Adventures in Recreational Mathematics V: Cantor's Attic

Isky Mathews

This article examines four integer sequences which have very interesting properties, beginning with a self-referential sequence described by William Kolakoski in 1965. Its first few terms are \(1, 2, 2, 1, 1, 2, 1, 2, 2, 1, 2, 2, 1, 1, 2, 1, 1, 2, 2, 1, 2, 1, 1, 2, 1, 2, 2, 1, 1,\ldots\).

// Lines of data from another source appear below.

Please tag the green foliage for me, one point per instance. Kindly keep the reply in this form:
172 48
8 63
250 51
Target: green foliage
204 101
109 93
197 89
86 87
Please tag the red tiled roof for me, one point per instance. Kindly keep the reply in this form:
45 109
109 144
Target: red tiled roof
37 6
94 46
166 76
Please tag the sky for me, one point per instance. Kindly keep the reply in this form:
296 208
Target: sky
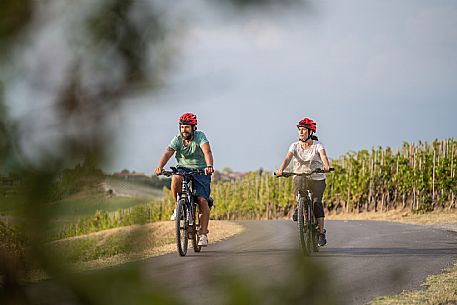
370 73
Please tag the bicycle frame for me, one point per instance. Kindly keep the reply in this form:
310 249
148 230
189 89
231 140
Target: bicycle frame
187 218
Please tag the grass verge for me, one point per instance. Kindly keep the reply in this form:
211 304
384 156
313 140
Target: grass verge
440 289
127 244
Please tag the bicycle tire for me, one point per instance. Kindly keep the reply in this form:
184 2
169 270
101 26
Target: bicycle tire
196 238
182 226
302 223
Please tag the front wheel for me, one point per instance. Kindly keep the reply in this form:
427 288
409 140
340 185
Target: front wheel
303 229
182 227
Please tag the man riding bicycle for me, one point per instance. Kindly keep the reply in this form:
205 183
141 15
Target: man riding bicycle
309 154
192 152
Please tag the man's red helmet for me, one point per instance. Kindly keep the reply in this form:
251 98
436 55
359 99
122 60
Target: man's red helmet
307 123
188 119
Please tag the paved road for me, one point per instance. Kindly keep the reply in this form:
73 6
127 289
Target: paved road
363 260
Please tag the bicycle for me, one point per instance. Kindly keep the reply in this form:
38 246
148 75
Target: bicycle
187 211
308 229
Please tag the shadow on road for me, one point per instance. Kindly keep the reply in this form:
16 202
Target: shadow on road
329 252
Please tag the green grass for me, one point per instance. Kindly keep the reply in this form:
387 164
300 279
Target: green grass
70 209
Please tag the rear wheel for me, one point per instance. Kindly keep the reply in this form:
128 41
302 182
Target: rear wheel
303 229
182 227
196 238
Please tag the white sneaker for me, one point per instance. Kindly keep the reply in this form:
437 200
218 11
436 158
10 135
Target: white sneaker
203 240
173 217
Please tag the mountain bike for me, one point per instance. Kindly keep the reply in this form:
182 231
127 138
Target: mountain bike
187 211
308 229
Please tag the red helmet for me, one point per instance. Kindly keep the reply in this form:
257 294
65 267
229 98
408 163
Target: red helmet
188 119
307 123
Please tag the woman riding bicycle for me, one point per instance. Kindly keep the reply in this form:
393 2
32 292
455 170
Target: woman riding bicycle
192 152
308 154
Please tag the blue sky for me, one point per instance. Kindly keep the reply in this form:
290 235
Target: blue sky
369 72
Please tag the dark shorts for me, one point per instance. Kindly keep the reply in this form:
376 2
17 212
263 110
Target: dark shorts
201 184
317 188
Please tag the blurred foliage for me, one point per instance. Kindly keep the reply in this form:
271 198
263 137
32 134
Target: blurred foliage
14 18
117 49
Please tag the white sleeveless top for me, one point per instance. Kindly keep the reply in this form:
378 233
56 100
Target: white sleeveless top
307 160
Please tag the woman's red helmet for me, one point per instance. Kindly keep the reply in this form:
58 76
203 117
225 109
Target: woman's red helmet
307 123
188 119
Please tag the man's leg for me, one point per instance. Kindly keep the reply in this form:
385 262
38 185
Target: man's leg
204 218
176 185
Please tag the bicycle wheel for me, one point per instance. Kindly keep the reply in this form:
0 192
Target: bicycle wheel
182 226
313 231
302 223
196 238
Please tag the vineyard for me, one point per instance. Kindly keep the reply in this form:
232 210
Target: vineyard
419 176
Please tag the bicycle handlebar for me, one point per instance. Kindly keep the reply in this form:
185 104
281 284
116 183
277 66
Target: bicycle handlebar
316 171
174 171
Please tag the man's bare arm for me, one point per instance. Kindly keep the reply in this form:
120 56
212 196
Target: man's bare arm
206 148
163 160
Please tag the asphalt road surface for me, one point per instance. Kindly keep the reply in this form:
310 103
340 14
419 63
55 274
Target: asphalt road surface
363 260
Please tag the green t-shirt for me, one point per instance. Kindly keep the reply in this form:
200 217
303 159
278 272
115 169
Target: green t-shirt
191 156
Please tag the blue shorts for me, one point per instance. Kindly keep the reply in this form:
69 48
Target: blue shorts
201 184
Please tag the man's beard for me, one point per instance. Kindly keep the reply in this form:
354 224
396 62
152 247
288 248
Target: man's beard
186 135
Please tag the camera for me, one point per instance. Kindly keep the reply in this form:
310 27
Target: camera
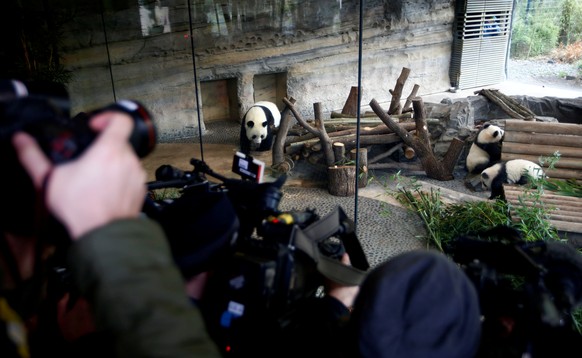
42 109
278 261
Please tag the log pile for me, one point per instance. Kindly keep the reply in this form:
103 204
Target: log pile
401 128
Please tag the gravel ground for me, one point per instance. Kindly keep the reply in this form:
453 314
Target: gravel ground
544 70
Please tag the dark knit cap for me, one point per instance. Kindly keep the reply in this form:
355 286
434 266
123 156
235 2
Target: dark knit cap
417 304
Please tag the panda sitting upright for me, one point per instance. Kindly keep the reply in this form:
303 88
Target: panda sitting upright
257 127
486 149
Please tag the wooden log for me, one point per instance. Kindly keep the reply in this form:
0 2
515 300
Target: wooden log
370 139
397 165
324 140
351 106
537 149
335 114
408 103
440 170
565 218
543 138
563 162
543 127
278 153
361 156
395 107
342 180
409 152
339 152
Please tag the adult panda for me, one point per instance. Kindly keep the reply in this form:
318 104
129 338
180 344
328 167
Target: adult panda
256 127
514 171
486 149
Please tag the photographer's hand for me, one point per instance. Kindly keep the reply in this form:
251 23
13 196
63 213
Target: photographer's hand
106 182
344 294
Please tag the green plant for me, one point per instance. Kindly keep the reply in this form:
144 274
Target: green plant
445 222
163 194
534 36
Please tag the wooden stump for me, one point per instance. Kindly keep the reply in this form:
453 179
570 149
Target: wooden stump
342 180
362 157
339 152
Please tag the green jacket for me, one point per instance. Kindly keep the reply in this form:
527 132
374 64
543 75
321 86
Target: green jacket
126 271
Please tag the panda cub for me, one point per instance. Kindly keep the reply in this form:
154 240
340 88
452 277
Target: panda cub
256 127
486 149
515 171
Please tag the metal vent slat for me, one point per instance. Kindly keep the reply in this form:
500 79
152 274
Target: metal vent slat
480 50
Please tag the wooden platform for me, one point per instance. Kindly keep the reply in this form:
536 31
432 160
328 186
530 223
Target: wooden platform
566 217
531 140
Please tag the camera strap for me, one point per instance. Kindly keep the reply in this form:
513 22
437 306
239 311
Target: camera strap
338 224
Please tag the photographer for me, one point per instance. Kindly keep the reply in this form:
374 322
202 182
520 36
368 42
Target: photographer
120 261
416 304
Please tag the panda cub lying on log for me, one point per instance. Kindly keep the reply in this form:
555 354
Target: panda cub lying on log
257 126
515 171
486 149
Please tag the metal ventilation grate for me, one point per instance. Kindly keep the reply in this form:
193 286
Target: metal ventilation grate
480 43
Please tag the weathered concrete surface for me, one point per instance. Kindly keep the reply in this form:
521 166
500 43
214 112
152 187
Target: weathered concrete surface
315 43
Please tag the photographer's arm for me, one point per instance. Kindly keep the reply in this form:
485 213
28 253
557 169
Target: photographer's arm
121 262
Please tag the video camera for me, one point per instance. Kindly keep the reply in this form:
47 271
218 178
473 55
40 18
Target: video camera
277 259
42 109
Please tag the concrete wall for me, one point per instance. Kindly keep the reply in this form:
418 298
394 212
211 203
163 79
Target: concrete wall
316 43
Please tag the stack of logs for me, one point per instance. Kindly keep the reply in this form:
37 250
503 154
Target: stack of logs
327 141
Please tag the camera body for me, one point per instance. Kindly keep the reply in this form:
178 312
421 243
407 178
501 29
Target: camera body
42 110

Now look at the Kolakoski sequence and construct a new sequence by recording the lengths of the “runs” of consecutive identical integers. For example at the beginning there is a single \(1\), so we write down \(1\). Then there are two \(2\)s, so we write down another \(2\). If you continue this process, you will generate the same sequence!

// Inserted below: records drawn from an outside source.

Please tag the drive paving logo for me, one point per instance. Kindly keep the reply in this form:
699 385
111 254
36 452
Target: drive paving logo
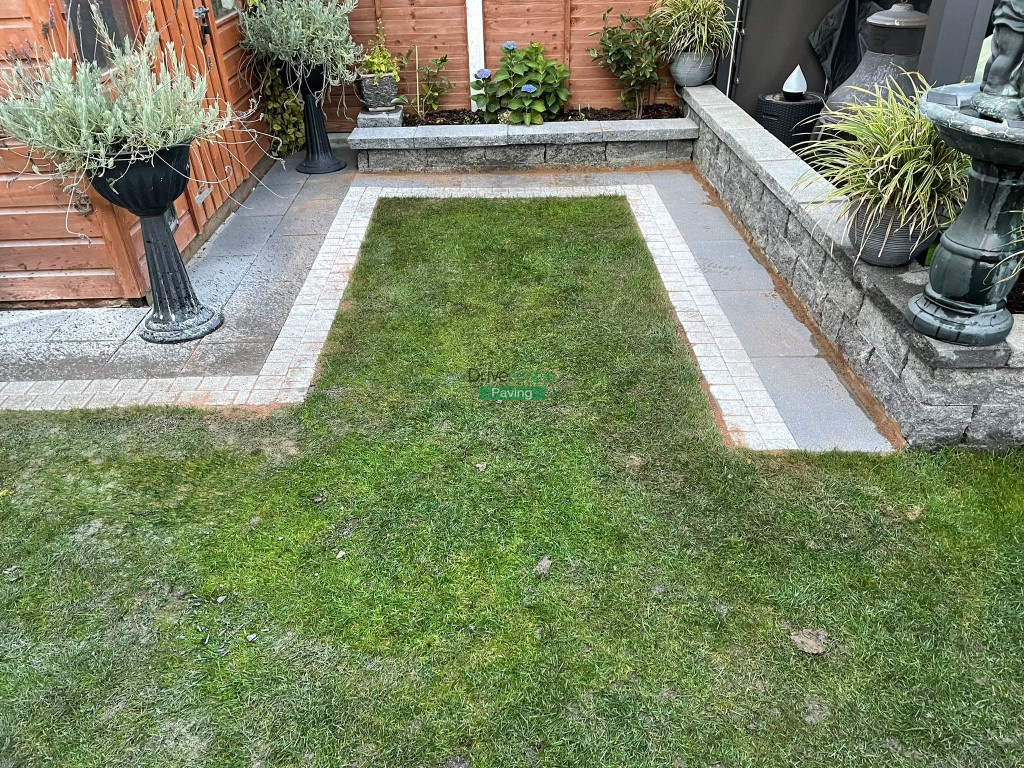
512 385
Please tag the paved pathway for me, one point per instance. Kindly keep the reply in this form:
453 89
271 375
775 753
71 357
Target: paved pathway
281 265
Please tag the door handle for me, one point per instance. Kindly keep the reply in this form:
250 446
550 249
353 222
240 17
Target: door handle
201 14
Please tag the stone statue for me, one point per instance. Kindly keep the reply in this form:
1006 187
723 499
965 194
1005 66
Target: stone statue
1004 86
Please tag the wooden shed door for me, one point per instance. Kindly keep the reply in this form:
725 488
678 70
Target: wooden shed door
215 170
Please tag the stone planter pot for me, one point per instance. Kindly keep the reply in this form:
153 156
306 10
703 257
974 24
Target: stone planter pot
691 70
147 187
378 93
886 244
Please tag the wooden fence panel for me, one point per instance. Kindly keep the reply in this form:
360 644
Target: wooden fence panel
565 28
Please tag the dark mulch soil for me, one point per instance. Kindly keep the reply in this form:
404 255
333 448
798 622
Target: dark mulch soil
467 117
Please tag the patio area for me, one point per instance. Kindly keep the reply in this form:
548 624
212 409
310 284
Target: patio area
280 267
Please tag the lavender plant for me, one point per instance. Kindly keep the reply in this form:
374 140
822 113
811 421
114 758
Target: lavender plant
304 35
81 118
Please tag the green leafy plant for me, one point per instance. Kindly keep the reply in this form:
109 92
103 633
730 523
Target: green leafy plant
282 110
888 164
633 50
283 114
303 35
80 117
433 85
526 89
380 61
693 27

There are many questions that arise when discovering something like this: firstly, does this infinite sequence only contain \(1\)s and \(2\)s? Yes, which can be seen from the fact that new terms of the sequence are generated from the runs of previous parts of the sequence and since no runs of a length greater than two appear in the segment above, we can deduce that no numbers higher than \(1\) or \(2\) will ever appear. Secondly, is this sequence unique in this recursive property?

No. The sequence works if you omit the first term but, more strongly, we can say that there is an infinite family of these sequences which use different integer sets. For example:

\(\{1, 2, 3\}\) generates \(1, 2, 2, 3, 3, 1, 1, 1, 2, 2, 2, 3, 1, 2, 3, 3, 1, 1, 2, 2, 3, 3, 3, 1, 2,\ldots\)

\(\{1, 3\}\) generates \(1, 3, 3, 3, 1, 1, 1, 3, 3, 3, 1, 3, 1, 3, 3, 3, 1, 1, 1, 3, 3, 3, 1, 3, 3,\ldots\)

We can also have infinite sets of integers as “generators”:

\(\{2, 3, 5, 7, 11,\ldots\}\) (primes) generates \(2, 2, 3, 3, 5, 5, 5, 7, 7, 7, 11, 11, 11, 11, 11, 13, 13, 13, 13, 13, 17, 17, 17, 17, 17, \ldots\)

This sequence has the property that the \(n^{th}\) term is the number of times \(n\) appears in the sequence:

\(\{1, 2, 3, 4, 5,\ldots\}\) generates \(1, 2, 2, 3, 3, 4, 4, 4, 5, 5, 5, 6, 6, 6, 6, 7, 7, 7, 7, 8, 8, 8, 8, 9, 9, \ldots\)

Furthermore, permutations of these sets of integers can create different Kolakoski sequences, which you could check on a notepad. In fact, a great and perhaps unintuitive result is that any sequence of integers, countable in length, in which no two consecutive terms are the same can generate a Kolakoski sequence!

So, a relatively simple logical concept has borne all this brilliant fruit and so I present another—what if a sequence that generates itself through run-lengths could be seen as a \(1\)-periodic point under the function of “run-length encoding”? Describing the Kolakoski sequences we have looked at so far in this manner allows to wonder if there could be \(2\)-periodic sequences or higher…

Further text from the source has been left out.